Paul, in Other Words: a Cultural Reading of His Letters

Jerome Neyrey (1990), reviewed by Vern Ratzlaff

Paul, in Other Words attempts to interpret Paul’s letters by describing the symbolic universe of Paul as ‘a  first-century Eastern Mediterranean non-elite, typically viewing his cosmos’ (p 12), using cultural anthropology as a help in adjusting to a culture totally different from ours.
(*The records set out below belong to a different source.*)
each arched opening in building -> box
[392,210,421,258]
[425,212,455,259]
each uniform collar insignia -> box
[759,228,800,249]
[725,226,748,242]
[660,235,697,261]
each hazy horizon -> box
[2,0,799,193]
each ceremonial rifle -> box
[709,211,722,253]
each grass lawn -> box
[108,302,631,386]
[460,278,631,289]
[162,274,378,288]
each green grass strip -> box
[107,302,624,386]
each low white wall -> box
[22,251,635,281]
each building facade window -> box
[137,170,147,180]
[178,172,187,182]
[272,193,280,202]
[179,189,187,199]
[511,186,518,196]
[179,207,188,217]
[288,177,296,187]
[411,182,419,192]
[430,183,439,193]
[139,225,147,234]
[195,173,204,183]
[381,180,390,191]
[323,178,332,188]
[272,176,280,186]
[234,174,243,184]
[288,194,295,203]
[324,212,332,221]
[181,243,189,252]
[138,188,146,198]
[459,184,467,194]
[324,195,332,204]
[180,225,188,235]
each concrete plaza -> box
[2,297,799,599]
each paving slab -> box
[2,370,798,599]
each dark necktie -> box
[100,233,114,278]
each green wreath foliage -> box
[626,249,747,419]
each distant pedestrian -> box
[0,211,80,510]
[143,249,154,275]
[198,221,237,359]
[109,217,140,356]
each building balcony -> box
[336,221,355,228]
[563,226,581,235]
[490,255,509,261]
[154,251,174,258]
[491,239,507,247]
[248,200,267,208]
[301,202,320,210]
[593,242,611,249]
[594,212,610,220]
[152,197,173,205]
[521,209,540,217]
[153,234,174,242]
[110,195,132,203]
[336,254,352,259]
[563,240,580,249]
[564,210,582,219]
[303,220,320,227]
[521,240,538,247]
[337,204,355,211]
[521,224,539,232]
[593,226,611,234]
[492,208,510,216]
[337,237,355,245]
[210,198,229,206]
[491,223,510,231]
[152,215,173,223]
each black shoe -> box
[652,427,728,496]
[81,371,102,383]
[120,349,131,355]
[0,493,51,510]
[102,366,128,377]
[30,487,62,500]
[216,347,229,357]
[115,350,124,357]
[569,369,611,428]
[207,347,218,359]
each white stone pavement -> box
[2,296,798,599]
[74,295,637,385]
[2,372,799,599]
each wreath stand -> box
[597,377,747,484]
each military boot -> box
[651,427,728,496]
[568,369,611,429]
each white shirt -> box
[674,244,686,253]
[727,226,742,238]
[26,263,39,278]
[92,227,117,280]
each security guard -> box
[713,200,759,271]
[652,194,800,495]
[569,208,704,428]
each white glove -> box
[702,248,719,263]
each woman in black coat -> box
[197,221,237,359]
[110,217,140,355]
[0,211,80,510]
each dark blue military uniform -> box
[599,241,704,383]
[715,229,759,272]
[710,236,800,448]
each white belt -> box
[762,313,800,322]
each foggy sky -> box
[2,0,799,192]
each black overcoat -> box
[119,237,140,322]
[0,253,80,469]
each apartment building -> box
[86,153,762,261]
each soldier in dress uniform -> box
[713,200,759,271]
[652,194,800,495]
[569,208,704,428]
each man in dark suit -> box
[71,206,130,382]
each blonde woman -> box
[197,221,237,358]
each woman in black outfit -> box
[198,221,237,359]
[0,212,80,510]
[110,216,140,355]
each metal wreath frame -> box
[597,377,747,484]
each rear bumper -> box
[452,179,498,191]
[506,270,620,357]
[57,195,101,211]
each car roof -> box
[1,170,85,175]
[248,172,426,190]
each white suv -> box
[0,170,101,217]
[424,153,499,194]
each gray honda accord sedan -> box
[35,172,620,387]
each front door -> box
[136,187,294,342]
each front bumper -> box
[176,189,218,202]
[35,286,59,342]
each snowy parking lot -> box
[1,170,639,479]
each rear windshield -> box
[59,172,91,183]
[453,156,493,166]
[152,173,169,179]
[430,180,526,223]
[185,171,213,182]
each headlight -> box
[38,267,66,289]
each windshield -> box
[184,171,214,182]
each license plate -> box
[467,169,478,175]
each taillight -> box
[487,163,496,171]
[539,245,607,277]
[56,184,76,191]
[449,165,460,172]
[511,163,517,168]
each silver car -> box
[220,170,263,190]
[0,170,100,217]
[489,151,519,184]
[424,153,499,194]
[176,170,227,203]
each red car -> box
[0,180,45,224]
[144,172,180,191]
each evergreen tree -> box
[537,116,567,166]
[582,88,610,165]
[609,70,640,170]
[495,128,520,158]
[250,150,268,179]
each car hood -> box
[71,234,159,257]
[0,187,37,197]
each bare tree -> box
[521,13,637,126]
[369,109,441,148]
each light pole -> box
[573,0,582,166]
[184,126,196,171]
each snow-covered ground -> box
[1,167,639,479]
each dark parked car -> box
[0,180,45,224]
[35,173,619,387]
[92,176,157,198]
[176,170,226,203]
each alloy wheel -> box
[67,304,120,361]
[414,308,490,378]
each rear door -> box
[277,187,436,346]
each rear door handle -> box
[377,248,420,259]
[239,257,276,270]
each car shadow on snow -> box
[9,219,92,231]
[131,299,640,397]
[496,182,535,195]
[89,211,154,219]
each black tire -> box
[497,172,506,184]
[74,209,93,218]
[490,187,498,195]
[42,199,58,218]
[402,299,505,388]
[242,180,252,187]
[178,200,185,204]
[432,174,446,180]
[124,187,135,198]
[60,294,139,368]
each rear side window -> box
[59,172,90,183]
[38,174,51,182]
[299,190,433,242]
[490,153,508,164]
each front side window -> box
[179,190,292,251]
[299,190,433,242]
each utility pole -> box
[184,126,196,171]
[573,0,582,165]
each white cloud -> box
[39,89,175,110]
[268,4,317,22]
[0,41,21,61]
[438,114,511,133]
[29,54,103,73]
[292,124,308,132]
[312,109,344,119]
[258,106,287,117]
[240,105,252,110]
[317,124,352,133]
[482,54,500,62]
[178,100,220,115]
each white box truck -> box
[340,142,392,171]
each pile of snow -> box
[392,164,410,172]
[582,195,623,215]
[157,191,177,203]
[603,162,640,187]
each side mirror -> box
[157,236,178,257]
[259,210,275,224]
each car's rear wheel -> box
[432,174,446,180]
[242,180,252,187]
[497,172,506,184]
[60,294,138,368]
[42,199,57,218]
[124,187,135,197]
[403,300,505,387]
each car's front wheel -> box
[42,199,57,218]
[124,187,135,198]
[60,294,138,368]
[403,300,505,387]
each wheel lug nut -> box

Paul’s cosmos is made up of six areas:  purity, rites (rituals and ceremonies), body, sin, cosmology and evil.  Paul’s socialization was as a Jew of Pharisaic stripe, and a cultural context shared by Jews, Greeks and Christians.

Another key to Pauline interpretation is Neyrey’s listing of reading assumptions: occasional letters, inconsistency, conserver, reformer, saint Paul, history.  Insightful comments about the role of body language and metaphor draw heavily from 1 Corinthians (p 102ff).  Neyrey examines sin, pointing out Paul’s concept of sin as a two-fold phenomenon: rule breaking and/or corruption.

Also useful is Neyrey’s reflections on rituals and ceremonies in the church.  Rituals focus on acts that involve border crossings (graduations, sickness); ceremonies confirm the orderly separation (baptism).  Paul often disagrees with the divisions that rituals and ceremonies create, and ‘brings to the centre people usually left on the periphery’ (p 77); specific Pauline ceremonies include meals, the collections, and letters (p 78).

Neyrey’s treatment helps us realize the strength of our culture and its possibilities, inviting a ‘modern reader to a greater sense of ecumenism, the appreciation of other Christians in their distinctive otherness.  Cultural uniformity is neither possible nor desirable’ (p 224).